Poland agreed on Thursday to host elements of the US global anti-missile system after Washington agreed to boost Poland's own air defences.
On Friday, Radek Sikorski, the Polish foreign minister, said that Poland was open to Russian inspections of the shield because it wanted to give Moscow "tangible proof'' that the planned bases were not directed against Russia.
Washington says the missile system is aimed at protecting the US and its allies from long-range missiles that could be fired by what it terms "rogue states", including Iran.
Moscow has long opposed the system, other parts of which are due to be stationed in the Czech Republic.
Moscow and Washington have been trading barbs over Georgia, a key US ally in the region, after Russian troops routed Georgian forces as they tried to take back control of South Ossetia, a Georgian separatist region backed by Moscow.
Russian units then went into several towns in Georgian territory, provoking US officials to invoke memories of the Soviet Union's occupation of Eastern Europe during the Cold War.
Rogozin criticised the US for failing to support Russia in the Georgia crisis and said relations could be harmed.
He said: "I consider that the United States is not acting in a cautious manner in this situation.
|Russian troops routed Georgian forces
in South Ossetia [Reuters]
"Instead of getting full moral and political support in the struggle against real aggression and ethnic cleansing, we have heard a mass of unpleasant words and threats.

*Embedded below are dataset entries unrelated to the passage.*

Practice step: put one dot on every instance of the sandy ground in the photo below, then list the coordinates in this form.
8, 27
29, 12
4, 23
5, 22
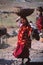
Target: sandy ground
6, 57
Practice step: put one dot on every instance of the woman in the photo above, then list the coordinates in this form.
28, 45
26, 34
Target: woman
39, 21
24, 40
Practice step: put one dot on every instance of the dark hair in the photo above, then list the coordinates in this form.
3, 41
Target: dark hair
27, 23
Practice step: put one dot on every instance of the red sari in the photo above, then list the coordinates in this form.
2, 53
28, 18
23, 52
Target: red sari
39, 23
24, 42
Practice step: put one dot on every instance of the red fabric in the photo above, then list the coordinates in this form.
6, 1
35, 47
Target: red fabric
38, 23
22, 40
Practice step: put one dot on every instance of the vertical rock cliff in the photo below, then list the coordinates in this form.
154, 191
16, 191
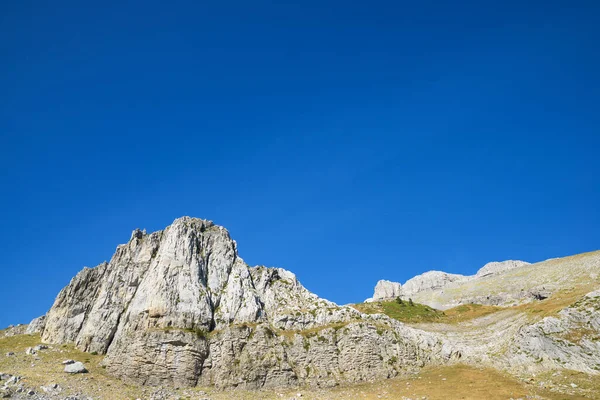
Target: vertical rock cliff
179, 306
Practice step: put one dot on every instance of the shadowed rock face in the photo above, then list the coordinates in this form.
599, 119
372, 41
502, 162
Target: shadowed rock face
180, 307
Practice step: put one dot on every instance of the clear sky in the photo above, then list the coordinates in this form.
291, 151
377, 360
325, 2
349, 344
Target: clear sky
345, 141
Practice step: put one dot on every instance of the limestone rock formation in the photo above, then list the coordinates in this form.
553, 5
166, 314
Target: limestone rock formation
180, 307
386, 290
495, 267
431, 282
36, 325
428, 281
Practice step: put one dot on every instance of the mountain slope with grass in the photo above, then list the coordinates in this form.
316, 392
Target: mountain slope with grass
179, 308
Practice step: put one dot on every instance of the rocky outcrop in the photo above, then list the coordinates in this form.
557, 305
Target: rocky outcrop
429, 281
386, 290
570, 340
428, 285
495, 267
180, 307
36, 325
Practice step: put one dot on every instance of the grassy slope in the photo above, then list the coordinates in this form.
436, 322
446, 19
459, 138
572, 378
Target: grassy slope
420, 313
554, 274
449, 382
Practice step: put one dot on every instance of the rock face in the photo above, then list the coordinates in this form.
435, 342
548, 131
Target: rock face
180, 307
495, 267
428, 281
36, 325
432, 281
387, 290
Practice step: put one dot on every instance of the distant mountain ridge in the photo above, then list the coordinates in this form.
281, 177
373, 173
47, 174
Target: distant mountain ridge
432, 280
179, 307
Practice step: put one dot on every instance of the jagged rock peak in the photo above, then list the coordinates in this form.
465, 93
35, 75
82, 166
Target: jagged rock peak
430, 280
386, 290
496, 267
179, 306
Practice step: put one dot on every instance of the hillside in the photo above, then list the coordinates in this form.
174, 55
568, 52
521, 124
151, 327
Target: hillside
179, 308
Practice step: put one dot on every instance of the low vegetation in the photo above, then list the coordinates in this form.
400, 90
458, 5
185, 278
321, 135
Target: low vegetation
448, 382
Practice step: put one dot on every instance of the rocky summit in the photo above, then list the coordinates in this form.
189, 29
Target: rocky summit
179, 308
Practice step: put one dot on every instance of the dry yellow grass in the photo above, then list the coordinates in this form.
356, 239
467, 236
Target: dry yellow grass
448, 382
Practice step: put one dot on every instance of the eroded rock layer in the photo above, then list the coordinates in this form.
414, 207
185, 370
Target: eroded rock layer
180, 307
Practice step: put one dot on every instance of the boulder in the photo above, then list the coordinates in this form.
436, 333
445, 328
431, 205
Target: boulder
75, 368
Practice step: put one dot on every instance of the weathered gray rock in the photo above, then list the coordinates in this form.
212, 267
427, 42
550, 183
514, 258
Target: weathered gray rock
36, 325
493, 268
385, 290
429, 281
75, 368
181, 307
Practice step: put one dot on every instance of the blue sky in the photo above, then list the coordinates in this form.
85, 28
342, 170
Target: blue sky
346, 142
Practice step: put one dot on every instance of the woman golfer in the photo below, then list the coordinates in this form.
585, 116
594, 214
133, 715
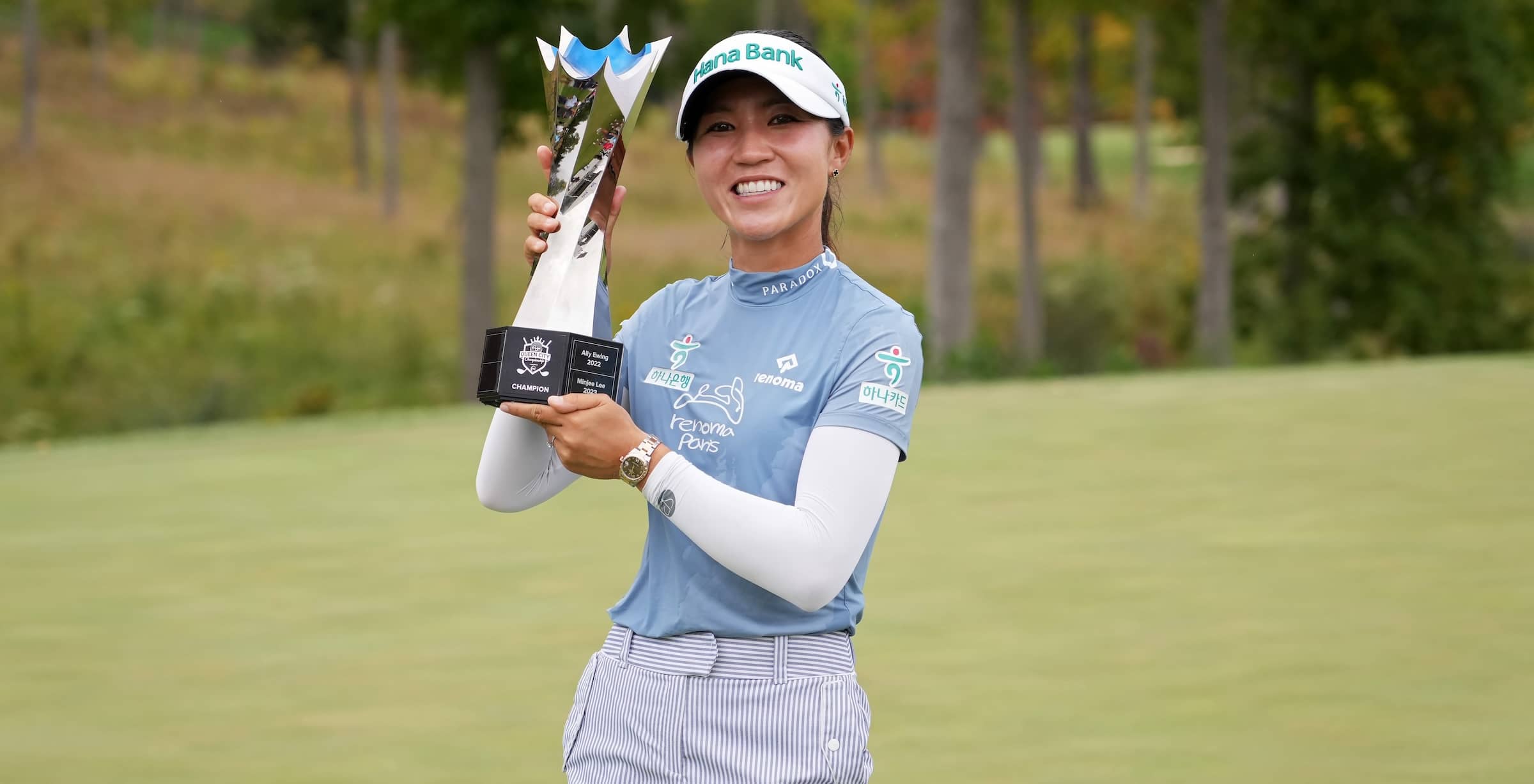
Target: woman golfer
763, 416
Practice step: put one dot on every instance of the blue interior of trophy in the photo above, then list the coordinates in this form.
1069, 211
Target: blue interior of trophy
587, 62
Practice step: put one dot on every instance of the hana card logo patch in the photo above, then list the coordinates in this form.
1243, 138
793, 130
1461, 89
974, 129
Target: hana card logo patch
894, 364
887, 396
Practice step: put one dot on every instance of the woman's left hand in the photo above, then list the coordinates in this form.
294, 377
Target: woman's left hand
591, 433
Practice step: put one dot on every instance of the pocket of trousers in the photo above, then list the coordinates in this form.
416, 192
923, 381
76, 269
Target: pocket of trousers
844, 731
577, 716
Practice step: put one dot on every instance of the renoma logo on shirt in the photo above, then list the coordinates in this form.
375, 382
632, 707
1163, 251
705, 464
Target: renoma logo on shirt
784, 365
754, 51
695, 431
672, 378
887, 396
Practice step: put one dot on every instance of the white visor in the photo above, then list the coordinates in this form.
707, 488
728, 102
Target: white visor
803, 77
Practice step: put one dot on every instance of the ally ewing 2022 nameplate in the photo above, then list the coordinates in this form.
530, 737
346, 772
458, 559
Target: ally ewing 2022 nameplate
528, 365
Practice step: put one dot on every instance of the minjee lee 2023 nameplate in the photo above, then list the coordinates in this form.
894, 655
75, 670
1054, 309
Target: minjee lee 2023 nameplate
528, 365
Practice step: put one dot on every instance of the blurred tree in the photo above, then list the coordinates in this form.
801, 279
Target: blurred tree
1145, 68
1384, 135
1025, 140
1087, 186
162, 25
357, 81
768, 16
389, 114
869, 100
281, 27
488, 48
1214, 291
31, 42
98, 45
949, 296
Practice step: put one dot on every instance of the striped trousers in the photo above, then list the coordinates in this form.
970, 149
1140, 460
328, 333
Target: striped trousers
699, 709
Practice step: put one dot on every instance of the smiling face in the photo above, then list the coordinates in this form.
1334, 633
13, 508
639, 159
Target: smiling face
763, 165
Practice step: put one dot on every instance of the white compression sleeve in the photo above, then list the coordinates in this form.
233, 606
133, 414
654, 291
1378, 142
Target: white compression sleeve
519, 470
802, 553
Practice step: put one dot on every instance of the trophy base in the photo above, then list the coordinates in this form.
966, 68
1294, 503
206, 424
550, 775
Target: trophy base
528, 365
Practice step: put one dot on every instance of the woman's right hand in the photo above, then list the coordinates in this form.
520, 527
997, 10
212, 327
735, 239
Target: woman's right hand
543, 217
541, 221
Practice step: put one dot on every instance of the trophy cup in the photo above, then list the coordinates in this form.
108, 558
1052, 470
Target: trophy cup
548, 349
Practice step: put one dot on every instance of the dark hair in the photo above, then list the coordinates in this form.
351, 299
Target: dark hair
830, 209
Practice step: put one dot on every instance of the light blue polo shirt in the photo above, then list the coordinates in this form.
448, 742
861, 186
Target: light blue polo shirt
734, 372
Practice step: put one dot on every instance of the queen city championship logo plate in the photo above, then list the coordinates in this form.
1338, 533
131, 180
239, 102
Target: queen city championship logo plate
534, 357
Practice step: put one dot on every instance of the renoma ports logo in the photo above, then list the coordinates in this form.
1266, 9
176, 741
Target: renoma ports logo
534, 357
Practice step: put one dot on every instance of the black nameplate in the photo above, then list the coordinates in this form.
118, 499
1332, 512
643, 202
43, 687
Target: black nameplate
528, 365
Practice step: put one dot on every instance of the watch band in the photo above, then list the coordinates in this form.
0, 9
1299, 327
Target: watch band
640, 454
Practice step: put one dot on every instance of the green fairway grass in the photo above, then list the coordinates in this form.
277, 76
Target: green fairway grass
1282, 576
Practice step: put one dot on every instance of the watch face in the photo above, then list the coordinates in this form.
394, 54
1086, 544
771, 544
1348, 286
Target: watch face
633, 468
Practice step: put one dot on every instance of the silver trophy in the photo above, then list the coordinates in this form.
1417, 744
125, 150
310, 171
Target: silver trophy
550, 347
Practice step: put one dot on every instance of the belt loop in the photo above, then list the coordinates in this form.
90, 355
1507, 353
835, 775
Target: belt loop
780, 659
623, 648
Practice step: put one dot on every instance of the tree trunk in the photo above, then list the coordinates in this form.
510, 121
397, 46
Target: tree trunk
481, 137
192, 28
1300, 189
389, 114
768, 16
357, 77
796, 17
869, 86
98, 45
29, 75
1088, 189
1214, 292
1145, 62
957, 119
1030, 292
602, 14
1036, 142
162, 28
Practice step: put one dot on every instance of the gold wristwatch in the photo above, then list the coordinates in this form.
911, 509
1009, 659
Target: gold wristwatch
637, 464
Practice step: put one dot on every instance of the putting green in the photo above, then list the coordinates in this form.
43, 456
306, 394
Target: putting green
1317, 574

That will, of course, not strengthen our relations."
Some Polish analysts have argued that it was images of the conflict in Georgia that push Warsaw to agree to the shield deal after months of talks.
They also said it risked putting more pressure on ties with Russia just months after Donald Tusk, the Polish prime minister, vowed to improve his country's historically strained relations with its powerful neighbour.
Kazimierz Kik, a sociology professor at Poland's Swietokrzyska Academy, said: "It can now be expected that this will be the beginning of the end of Polish-Russian talks. This agreement can be seen as a purely anti-Russian agreement.
It's making Poland part of the US defence system and, in my view, pushes Poland along a well-worn road of mistakes - looking for allies afar and enemies nearby."